The law gives the term “social network” a fairly broad reading. Registered sex offenders are banned from traditional social networks like Facebook, as well as content-sharing platforms and digital news sites with comments sections like NYTimes.com. North Carolina argues the law prevents predators from trolling for victims online. Challengers to the law assert it is an unconstitutional infringement on free speech. (RELATED: Supreme Court Will Hear Transgender Bathroom Case)

The North Carolina Supreme Court upheld the law in a 4-2 ruling, finding that the law constrains conduct and not speech. Professor David Post at Temple University School of Law and Georgetown University Law Center, an expert on Internet law, reacted to the ruling incredulously in an essay at Volokh Conspiracy.

Really? That is precisely like saying that a prohibition on using a telephone, or a printing press, is merely a regulation of “conduct” — because, I suppose, it constrains the physical acts of picking up and dialing a phone, or turning on a machine, with only an “incidental” burden on whatever happens after those actions take place. Or how about a law prohibiting convicted felons from entering a public library? Is the court seriously suggesting that that would just be considered a regulation of “conduct” — because, I suppose, it affects only individuals’ movement through space — that “only incidentally burdens the ability [of persons subject to the prohibition] to engage in speech after [entering the library]”

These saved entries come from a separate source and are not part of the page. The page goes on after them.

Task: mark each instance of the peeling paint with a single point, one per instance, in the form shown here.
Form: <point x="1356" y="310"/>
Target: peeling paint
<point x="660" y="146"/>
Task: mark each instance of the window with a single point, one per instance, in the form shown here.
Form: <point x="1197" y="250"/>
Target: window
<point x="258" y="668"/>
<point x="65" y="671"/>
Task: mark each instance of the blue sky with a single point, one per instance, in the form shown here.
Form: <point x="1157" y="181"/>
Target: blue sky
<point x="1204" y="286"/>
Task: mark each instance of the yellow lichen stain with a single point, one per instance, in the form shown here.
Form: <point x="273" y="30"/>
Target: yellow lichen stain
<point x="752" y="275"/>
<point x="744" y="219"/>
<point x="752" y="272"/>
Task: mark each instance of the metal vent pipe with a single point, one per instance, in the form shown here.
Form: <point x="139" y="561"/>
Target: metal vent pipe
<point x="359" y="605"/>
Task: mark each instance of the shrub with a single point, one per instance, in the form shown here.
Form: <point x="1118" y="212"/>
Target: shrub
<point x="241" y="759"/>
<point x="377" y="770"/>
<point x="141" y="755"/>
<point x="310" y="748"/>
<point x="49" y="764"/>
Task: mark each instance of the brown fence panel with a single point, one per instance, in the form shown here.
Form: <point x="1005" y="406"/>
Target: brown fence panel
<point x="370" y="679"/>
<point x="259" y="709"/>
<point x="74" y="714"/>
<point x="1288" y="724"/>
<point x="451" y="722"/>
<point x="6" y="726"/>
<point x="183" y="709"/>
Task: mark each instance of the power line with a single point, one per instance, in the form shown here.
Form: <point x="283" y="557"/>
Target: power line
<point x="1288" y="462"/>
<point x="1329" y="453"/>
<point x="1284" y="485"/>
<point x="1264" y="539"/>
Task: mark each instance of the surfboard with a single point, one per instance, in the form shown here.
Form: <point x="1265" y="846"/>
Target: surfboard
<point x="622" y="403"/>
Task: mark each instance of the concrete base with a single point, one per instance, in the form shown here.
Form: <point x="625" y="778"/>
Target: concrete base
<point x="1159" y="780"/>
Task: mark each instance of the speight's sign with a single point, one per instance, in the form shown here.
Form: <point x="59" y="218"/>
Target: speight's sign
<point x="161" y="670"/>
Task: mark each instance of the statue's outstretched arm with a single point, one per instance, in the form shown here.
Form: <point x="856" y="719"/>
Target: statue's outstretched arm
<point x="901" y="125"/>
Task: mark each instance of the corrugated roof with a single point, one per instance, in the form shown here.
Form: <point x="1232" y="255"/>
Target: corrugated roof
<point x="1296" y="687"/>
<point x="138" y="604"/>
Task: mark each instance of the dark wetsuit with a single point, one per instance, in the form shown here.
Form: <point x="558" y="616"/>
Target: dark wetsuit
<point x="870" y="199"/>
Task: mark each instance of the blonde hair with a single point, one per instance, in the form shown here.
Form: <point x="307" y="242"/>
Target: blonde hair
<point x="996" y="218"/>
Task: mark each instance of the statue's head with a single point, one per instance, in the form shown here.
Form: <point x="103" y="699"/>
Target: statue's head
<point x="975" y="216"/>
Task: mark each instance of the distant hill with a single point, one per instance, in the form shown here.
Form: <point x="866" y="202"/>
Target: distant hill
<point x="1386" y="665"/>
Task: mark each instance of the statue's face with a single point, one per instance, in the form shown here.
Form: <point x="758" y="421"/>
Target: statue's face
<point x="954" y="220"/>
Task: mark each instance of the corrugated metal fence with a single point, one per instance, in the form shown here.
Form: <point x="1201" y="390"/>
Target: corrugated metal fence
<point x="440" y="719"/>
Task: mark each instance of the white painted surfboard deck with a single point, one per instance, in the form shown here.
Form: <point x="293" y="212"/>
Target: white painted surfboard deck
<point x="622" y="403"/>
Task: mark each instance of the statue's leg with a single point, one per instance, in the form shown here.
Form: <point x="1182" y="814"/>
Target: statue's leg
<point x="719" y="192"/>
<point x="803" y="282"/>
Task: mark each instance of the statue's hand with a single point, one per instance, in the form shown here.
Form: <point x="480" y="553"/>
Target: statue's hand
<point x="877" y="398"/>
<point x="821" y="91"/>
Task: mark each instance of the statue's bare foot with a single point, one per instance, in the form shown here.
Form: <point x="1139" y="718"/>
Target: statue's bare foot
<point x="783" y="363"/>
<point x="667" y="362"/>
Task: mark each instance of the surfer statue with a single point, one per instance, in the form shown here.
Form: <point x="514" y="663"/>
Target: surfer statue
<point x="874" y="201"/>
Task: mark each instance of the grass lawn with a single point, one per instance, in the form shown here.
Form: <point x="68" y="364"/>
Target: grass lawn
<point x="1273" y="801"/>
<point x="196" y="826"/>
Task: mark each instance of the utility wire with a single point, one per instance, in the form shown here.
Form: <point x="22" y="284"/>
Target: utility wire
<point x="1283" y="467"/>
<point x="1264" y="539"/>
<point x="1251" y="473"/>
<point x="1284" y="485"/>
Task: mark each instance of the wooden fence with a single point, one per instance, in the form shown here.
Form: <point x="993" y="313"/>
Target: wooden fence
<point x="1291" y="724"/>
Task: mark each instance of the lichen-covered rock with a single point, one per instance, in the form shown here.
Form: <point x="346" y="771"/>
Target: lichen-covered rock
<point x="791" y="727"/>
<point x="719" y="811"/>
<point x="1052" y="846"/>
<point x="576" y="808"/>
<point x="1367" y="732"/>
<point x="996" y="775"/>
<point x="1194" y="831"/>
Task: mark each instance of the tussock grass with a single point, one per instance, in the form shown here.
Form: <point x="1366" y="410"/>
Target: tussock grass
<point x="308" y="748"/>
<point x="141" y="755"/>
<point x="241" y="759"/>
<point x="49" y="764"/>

The key question on which this case will hinge for the high court is whether the law leaves open “ample alternative channels” for speech. The Court has long upheld content-neutral restrictions on speech as long as they are narrowly defined, serve a compelling government interest, and leave open ample alternative channels for expression, Professor Eugene Volokh of UCLA School of Law explains. A law which leaves open ample alternatives is subject to less-demanding judicial review, while a law which does not provide ample alternatives is subject to more demanding scrutiny.

Oral arguments are not yet scheduled.